La cabane de La ruée vers l’or est montée sur vérins et tangue comme celle du film. Par contre, la machine des Temps modernes, faute d’avoir pu être reconstituée mécaniquement avec tous ses engrenages, a été « remotorisée » pour des raisons de sécurité au moyen d’un vidéomapping 3D projeté sur un décor en bois construit en relief (deux projecteurs Panasonic PT-EX).

Musicien hors pair, Chaplin, qui avait l’habitude de composer la musique de ses films, n’aurait pas désavoué non plus les arrangements musicaux de Patrick Abrial qui a réalisé les bandes d’amorce et sonorisé de nombreux extraits. Si Manoir et Studio recourent à des enceintes directives, ce sont bien souvent des astuces de composition qui évitent la pollution sonore : l’ambiance sonore d’Easy Street reprenant ainsi les mêmes tempo et le final du film projeté dans la salle de cinéma (enceintes L-Acoustic 5X T, JBL 23).  

 

Manoir et Studio reliés en fibre optique

Le Manoir, qui évoque la vie en Suisse de Chaplin (sa famille, ses amis...), ne pouvait être dissocié du Studio qui se consacre à son œuvre.
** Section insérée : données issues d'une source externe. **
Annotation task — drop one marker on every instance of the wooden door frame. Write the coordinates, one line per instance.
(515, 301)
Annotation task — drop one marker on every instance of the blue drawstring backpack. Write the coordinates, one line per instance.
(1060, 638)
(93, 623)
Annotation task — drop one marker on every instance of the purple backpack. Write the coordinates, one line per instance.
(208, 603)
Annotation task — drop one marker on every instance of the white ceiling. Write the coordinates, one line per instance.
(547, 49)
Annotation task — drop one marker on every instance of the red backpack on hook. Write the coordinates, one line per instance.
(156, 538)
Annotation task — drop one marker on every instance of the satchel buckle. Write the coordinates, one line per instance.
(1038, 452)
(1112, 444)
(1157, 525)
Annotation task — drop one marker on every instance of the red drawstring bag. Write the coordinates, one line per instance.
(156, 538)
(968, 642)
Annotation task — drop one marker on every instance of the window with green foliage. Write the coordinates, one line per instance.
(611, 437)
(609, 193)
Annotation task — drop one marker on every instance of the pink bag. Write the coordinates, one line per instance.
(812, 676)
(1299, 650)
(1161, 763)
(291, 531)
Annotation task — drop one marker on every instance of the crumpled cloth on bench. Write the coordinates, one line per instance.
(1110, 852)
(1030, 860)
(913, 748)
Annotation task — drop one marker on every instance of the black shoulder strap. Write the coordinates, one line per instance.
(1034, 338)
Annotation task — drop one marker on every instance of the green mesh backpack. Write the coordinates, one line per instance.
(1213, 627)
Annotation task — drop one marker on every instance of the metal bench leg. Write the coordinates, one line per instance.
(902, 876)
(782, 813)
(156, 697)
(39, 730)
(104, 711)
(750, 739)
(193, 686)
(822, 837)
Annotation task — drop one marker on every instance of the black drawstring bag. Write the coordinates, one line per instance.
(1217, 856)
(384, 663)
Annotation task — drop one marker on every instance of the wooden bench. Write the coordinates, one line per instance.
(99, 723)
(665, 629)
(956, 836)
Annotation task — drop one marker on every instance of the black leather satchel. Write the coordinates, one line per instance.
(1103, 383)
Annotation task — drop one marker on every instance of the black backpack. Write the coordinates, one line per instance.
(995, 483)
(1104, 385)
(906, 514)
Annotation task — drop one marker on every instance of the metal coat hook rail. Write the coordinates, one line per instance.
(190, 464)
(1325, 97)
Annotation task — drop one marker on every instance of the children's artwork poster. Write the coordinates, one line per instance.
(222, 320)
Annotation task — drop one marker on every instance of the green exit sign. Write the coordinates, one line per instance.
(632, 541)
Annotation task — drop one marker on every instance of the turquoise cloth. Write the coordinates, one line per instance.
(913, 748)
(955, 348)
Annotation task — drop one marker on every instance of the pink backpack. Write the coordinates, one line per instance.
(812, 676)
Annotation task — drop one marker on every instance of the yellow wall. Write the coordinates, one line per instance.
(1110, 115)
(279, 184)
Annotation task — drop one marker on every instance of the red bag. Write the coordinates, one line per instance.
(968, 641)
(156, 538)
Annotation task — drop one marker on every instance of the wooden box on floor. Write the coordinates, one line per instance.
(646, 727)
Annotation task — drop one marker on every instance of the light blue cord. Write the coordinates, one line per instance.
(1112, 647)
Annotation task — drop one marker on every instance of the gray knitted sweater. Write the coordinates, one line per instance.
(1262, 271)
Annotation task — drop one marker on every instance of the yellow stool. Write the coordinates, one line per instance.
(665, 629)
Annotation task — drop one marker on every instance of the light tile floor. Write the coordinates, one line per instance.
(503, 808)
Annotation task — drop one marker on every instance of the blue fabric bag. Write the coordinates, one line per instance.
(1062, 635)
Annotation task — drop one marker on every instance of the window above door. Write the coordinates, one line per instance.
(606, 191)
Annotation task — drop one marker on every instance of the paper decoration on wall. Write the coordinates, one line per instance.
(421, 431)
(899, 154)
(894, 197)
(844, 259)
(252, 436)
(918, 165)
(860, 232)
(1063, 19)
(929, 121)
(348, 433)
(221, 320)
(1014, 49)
Pour ne pas scinder les installations techniques, Culturetech et la société belge Inytium (Bruxelles), qui a remporté l’appel d’offres pour la fourniture, l’installation et la programmation des automatisations (éclairage, sonorisation, vidéo), en accord avec le bureau d’études d’ingénierie Amstein + Walthert (Lausanne), ont choisi de relier les deux lieux en fibre optique et de centraliser, dans une baie technique commune installée dans le Studio, le système de visualisation, de diagnostic et de contrôle de l’ensemble des équipements. Raccordés sur ce réseau, ceux-ci sont pilotés par le show controler Medialon Manager V6 (lecteurs vidéo BrightSign).
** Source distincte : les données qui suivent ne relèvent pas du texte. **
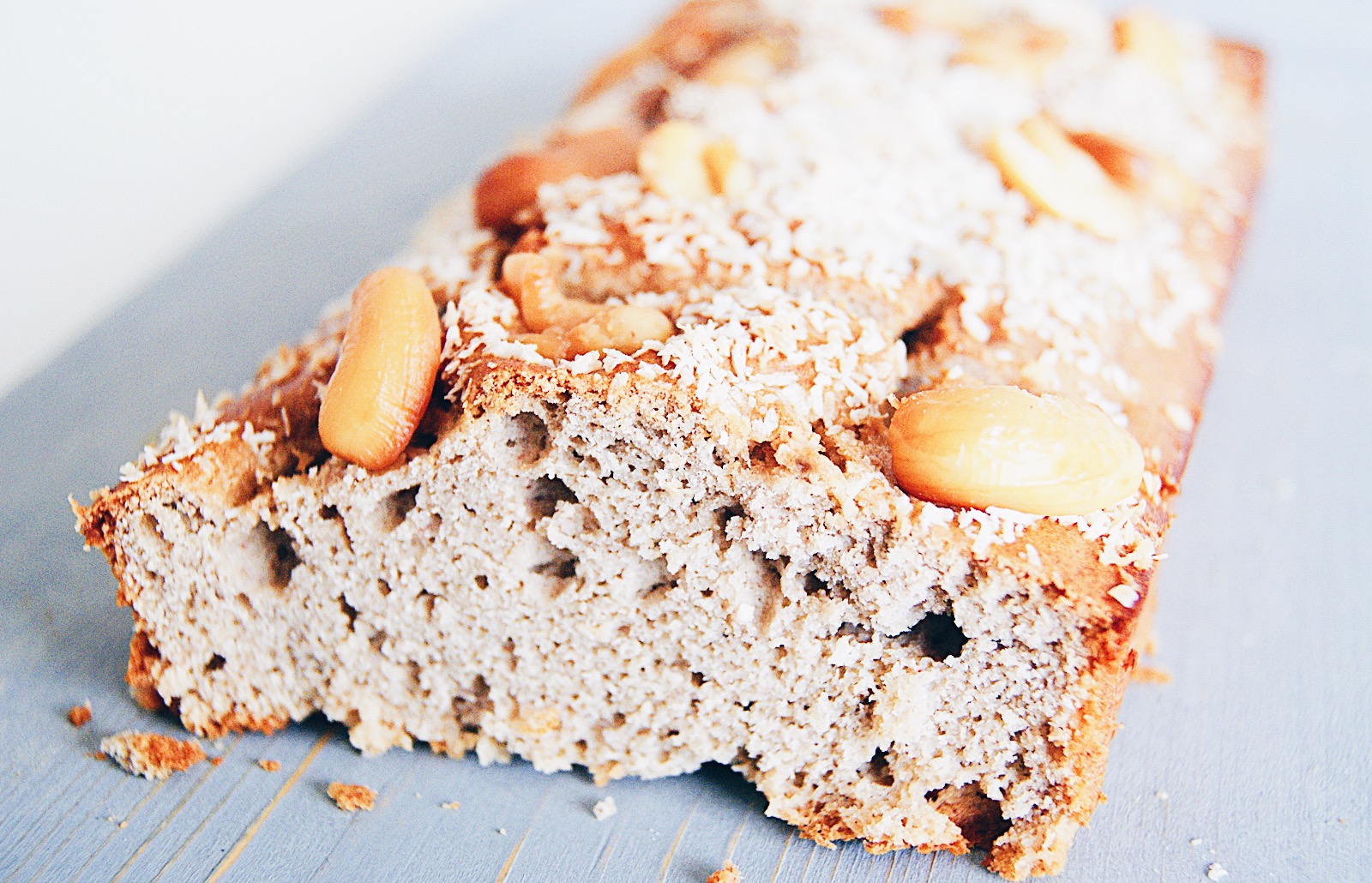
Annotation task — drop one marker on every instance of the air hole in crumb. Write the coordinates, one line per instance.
(658, 592)
(560, 568)
(397, 506)
(349, 612)
(545, 494)
(761, 454)
(936, 636)
(878, 770)
(724, 517)
(526, 435)
(974, 814)
(278, 551)
(862, 634)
« Au moment où nous avons conçu le système d’automation, nous avons fait en sorte que le Manoir puisse avoir le contrôle de l’allumage et l’extinction de sa scénographie indépendamment de celle du Studio, précise Thierry Renard (Inytium). Nous avons branché pour cela sur le réseau un automate programmable industriel Schneider qui permet, via une interface utilisateur très simple, de venir commuter en parallèle les équipements du Manoir. »
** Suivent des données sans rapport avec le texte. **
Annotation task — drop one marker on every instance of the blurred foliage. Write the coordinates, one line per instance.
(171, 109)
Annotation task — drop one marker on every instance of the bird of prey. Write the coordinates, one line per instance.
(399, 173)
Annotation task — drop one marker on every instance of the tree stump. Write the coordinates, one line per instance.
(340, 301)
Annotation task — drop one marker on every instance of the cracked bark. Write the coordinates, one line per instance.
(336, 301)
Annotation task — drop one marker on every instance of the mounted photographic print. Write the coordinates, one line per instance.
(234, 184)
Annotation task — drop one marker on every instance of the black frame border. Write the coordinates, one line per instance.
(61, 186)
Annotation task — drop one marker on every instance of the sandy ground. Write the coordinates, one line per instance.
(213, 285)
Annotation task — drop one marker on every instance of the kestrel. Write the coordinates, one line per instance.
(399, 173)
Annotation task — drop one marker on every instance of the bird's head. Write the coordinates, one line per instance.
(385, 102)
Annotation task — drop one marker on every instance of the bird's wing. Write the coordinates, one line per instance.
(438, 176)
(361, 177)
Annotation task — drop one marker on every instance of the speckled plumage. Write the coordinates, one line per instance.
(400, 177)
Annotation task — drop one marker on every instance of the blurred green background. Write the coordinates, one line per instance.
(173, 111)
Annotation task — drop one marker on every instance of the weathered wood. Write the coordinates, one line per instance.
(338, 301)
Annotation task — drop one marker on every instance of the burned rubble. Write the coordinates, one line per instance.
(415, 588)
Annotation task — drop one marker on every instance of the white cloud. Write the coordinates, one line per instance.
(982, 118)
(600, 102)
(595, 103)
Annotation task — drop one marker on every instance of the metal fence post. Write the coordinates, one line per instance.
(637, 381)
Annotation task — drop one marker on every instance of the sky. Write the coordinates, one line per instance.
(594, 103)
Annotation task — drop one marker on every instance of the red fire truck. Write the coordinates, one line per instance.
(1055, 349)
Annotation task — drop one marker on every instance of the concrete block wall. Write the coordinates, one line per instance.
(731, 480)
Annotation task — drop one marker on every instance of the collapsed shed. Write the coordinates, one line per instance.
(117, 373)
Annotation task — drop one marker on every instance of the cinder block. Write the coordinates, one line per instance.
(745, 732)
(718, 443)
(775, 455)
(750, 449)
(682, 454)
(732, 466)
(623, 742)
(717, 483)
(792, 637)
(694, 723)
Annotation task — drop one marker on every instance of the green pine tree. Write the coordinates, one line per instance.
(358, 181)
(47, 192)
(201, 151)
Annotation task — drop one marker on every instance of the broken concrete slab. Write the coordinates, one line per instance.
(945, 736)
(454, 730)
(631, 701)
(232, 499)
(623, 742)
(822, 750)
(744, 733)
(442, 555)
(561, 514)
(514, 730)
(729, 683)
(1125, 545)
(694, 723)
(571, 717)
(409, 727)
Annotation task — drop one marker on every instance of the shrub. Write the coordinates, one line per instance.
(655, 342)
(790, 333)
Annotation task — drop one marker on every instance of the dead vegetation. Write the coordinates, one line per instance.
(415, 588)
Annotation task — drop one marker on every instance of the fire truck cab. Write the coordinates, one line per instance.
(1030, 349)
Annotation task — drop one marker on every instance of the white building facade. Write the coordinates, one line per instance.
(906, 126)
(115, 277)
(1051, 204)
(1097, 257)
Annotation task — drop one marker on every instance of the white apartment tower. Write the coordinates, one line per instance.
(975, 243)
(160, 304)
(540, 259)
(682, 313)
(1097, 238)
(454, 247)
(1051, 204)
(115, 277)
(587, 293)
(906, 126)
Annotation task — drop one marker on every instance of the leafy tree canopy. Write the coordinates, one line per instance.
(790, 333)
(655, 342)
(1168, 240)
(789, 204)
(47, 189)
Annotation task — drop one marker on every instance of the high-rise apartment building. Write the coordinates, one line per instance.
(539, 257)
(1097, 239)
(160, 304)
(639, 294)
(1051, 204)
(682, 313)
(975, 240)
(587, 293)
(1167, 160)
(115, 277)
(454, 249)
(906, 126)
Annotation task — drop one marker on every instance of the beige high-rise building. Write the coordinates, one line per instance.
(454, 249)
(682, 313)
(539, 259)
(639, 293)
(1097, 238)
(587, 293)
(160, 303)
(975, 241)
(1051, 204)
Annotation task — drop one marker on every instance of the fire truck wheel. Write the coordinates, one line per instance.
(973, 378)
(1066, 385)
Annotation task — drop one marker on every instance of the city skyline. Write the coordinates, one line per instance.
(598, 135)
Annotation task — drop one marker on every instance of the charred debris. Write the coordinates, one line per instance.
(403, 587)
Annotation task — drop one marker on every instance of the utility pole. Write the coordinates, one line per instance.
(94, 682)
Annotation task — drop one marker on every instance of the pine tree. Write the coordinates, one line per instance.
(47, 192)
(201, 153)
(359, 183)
Cette infrastructure permet également à l’exploitant de rendre polyvalentes certaines salles emblématiques du Studio (salle de cinéma, plateau de tournage, Hollywood Boulevard, Easy Street...) : Chaplin's World ayant été conçu non seulement à des fins muséographiques, mais aussi pour répondre à des demandes d’exploitation événementielle (conventions d’entreprises, etc.). Dans cette optique, les installations scénographiques – la salle de cinéma a été dotée d’enceintes L-Acoustic – peuvent modifier leur sonorisation, éclairage et projection via un panneau tactile ou depuis le PC du guide.

Depuis son ouverture, Chaplin's World ne désemplit pas, et a reçu près de 40 000 visiteurs depuis juin dernier.

* Article paru pour la première fois dans Sonovision#5, pp.16-17.